Cookieを使わないことやIPアドレスのハッシュ化だけで、完全な匿名性や、すべての個人情報関連規制への適合が自動的に保証されるわけではありません。IPに基づく値は、共有ネットワークやアドレス変更のため、正確な個人単位の訪問者数とは一致しません。実際の適用には別途検討が必要です。
2. バッチとバックプレッシャーの設計
- イベントサイズとキュー長を制限し、上限を超えた場合の拒否、サンプリング、再試行の方針を明示します。
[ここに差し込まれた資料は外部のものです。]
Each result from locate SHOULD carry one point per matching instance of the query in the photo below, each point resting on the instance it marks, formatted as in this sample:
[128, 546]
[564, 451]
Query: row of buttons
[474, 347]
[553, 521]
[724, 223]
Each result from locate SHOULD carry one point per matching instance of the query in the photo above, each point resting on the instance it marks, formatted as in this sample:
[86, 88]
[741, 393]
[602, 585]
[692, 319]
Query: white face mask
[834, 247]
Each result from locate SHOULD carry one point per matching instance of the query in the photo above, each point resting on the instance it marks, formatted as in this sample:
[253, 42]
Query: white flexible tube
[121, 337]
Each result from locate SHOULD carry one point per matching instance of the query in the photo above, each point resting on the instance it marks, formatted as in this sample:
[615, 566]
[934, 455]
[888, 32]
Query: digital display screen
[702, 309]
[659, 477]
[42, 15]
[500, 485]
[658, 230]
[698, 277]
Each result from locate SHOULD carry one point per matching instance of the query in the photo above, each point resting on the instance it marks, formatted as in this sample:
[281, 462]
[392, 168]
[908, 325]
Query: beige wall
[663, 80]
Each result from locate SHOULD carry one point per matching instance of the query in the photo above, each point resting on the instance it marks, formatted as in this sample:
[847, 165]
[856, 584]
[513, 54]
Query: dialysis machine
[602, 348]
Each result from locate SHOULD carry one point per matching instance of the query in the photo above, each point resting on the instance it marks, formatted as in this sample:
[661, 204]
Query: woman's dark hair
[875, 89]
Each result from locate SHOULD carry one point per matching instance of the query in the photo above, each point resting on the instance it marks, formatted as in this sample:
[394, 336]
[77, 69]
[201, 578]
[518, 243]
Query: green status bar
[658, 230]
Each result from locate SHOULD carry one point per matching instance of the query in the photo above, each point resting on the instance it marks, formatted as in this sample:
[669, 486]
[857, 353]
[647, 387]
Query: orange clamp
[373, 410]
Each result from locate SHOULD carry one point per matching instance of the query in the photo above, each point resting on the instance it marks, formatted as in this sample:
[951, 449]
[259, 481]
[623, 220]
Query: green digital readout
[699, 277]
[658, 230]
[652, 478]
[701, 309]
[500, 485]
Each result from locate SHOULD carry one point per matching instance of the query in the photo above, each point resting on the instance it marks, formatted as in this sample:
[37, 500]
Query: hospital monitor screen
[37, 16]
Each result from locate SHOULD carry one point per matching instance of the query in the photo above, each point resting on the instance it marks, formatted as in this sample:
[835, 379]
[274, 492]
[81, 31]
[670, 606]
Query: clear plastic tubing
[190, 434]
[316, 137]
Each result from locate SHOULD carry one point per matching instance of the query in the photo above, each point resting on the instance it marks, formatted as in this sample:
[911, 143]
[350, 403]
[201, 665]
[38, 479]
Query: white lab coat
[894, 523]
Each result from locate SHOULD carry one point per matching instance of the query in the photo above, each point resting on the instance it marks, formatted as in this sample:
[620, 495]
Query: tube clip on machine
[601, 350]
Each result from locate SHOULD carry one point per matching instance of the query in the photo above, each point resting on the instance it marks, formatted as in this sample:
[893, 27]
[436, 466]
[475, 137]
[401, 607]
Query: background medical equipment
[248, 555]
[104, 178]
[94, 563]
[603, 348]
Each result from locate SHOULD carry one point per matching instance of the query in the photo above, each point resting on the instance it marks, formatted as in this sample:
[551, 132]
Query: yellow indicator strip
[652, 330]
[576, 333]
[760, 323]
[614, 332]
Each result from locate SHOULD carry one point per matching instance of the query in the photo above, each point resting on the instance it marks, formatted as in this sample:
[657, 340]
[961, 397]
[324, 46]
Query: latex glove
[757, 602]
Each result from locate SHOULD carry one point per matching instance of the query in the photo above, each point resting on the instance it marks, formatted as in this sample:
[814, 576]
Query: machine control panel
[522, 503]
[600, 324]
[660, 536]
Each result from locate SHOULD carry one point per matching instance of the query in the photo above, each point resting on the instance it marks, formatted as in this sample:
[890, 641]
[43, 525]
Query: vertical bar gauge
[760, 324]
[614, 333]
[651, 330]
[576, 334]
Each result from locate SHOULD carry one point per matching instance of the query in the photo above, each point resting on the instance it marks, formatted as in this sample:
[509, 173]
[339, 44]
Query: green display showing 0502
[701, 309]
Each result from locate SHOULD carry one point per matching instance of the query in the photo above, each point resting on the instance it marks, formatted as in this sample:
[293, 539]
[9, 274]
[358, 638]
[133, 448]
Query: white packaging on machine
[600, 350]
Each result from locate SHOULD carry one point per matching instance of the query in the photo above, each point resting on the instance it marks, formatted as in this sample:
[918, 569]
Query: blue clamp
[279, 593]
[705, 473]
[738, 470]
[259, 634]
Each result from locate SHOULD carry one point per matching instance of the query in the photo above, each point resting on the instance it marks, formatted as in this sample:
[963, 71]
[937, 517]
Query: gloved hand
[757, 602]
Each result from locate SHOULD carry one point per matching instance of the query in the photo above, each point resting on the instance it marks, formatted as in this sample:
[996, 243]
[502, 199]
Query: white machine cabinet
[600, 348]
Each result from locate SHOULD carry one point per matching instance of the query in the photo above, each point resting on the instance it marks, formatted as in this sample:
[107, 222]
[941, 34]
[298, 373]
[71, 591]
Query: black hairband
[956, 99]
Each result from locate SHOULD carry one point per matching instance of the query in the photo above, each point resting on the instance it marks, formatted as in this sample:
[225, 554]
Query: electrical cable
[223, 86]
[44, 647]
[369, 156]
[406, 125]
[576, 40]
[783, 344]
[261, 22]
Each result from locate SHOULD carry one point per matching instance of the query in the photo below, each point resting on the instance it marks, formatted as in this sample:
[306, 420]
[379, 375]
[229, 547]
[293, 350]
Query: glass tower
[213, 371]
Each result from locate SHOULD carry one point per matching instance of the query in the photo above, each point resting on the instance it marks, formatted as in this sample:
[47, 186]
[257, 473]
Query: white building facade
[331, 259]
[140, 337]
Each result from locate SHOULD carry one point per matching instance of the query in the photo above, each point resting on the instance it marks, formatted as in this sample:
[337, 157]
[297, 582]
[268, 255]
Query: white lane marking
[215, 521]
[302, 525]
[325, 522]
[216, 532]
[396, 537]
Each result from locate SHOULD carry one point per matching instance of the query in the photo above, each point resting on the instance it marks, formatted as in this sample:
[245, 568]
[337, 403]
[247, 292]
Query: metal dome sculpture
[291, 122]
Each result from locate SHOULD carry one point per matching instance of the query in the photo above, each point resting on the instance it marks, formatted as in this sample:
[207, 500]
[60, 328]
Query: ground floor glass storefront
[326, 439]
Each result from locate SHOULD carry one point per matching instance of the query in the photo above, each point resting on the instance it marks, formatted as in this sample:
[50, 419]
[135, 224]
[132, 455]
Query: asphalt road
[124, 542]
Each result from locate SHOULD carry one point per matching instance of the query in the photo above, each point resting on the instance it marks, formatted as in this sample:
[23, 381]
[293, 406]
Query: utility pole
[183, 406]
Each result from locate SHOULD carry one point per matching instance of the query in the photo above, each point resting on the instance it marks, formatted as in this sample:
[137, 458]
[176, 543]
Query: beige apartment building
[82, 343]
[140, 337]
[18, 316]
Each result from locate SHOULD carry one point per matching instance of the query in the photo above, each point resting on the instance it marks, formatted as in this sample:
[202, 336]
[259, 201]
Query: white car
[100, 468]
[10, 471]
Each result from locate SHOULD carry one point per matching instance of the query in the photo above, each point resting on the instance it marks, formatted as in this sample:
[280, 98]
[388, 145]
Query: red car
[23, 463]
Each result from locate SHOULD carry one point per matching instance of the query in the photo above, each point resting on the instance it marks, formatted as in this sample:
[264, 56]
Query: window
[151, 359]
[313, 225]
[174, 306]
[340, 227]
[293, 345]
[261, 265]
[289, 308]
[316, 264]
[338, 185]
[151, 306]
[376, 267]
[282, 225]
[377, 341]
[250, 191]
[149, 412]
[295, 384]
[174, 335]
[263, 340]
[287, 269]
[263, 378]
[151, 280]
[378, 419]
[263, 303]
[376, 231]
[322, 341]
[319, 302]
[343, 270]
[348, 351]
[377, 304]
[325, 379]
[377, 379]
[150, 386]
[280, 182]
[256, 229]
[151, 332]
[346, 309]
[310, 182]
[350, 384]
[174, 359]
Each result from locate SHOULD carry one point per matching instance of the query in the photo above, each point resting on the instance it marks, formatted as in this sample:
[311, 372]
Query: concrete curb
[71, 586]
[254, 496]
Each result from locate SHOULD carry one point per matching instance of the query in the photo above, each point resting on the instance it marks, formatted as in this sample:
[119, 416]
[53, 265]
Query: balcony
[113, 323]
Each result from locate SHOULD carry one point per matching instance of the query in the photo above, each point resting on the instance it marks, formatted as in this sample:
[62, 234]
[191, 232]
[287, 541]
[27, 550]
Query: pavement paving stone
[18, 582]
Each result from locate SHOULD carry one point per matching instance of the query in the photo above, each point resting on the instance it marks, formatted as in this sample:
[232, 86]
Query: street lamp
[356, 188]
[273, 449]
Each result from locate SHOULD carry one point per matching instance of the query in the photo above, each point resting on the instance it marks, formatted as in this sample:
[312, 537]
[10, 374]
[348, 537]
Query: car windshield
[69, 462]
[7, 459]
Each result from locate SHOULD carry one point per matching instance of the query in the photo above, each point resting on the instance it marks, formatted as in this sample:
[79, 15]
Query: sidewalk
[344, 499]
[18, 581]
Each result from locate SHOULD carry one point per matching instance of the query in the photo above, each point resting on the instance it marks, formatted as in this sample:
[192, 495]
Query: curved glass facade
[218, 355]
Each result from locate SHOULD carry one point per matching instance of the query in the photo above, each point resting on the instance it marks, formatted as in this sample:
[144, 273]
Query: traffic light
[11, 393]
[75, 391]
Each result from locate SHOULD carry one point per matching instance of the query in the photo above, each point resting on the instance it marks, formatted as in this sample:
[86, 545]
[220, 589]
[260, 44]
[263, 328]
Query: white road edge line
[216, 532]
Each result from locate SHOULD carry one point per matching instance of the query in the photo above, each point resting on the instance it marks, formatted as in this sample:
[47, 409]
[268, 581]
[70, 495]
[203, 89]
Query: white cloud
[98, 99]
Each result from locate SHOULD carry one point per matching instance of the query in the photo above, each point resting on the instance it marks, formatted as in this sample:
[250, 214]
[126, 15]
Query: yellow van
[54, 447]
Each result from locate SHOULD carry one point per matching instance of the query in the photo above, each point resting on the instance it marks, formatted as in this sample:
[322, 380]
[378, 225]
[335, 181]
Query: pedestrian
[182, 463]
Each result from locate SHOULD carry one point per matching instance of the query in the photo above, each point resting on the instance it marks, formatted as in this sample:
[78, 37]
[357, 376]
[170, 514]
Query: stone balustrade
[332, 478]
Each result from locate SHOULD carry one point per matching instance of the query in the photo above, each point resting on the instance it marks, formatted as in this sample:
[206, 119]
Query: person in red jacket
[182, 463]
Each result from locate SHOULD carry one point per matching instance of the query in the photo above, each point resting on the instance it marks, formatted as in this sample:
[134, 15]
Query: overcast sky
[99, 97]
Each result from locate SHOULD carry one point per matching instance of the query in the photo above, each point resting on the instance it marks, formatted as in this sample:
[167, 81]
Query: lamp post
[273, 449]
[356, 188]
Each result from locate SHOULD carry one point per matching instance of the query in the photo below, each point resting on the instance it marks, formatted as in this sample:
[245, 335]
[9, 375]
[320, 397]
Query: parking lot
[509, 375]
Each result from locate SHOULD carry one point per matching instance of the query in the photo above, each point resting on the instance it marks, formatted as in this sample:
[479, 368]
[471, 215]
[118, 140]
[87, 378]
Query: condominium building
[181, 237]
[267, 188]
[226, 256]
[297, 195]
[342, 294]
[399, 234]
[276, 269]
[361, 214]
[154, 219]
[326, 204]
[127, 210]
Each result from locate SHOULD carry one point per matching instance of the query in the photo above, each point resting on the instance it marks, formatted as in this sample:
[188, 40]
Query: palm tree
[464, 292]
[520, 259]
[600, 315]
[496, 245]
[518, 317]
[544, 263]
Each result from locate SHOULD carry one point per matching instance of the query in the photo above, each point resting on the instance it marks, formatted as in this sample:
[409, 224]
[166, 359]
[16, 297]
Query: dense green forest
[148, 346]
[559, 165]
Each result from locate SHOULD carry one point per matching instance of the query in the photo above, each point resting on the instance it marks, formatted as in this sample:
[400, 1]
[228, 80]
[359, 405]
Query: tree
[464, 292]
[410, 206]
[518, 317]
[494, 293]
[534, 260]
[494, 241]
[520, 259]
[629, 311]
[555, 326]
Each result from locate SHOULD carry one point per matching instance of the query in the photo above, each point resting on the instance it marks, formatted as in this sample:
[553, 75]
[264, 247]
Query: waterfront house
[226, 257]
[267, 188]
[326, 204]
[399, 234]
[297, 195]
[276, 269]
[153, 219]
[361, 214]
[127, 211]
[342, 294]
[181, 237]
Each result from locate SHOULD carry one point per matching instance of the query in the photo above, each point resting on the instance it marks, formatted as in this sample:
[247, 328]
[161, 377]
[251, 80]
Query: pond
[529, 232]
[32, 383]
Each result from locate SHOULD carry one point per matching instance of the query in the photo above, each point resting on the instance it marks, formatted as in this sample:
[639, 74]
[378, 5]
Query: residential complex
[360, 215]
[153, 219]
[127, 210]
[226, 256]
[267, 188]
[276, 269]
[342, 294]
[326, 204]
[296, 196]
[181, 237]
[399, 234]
- イベントIDで重複を識別し、再試行によって集計値が増えないように処理します。
- ClickHouseへの挿入はバッチサイズと遅延を併せて調整します。非同期挿入の完了確認のタイミングとエラー処理も明示する必要があります。
- ClickHouseの非同期挿入ドキュメントに基づいて、バッファーのフラッシュと完了確認の設定を検証します。
3. ダッシュボードと運用検証
WebSocketで集計結果を送信する際は、再接続、最後に受信した位置、低速なクライアントへの対応を設計します。ユーザー側の測定値とサーバー自身の測定値を区別し、非対応や欠落したデータを0に置き換えません。
負荷試験では、収集成功率、重複率、欠落率、p95・p99の遅延、保存コストを併せて記録します。処理能力やクエリ速度は、データ規模、スキーマ、ハードウェアを公開した再現可能な測定資料がある場合に限り、成果として示します。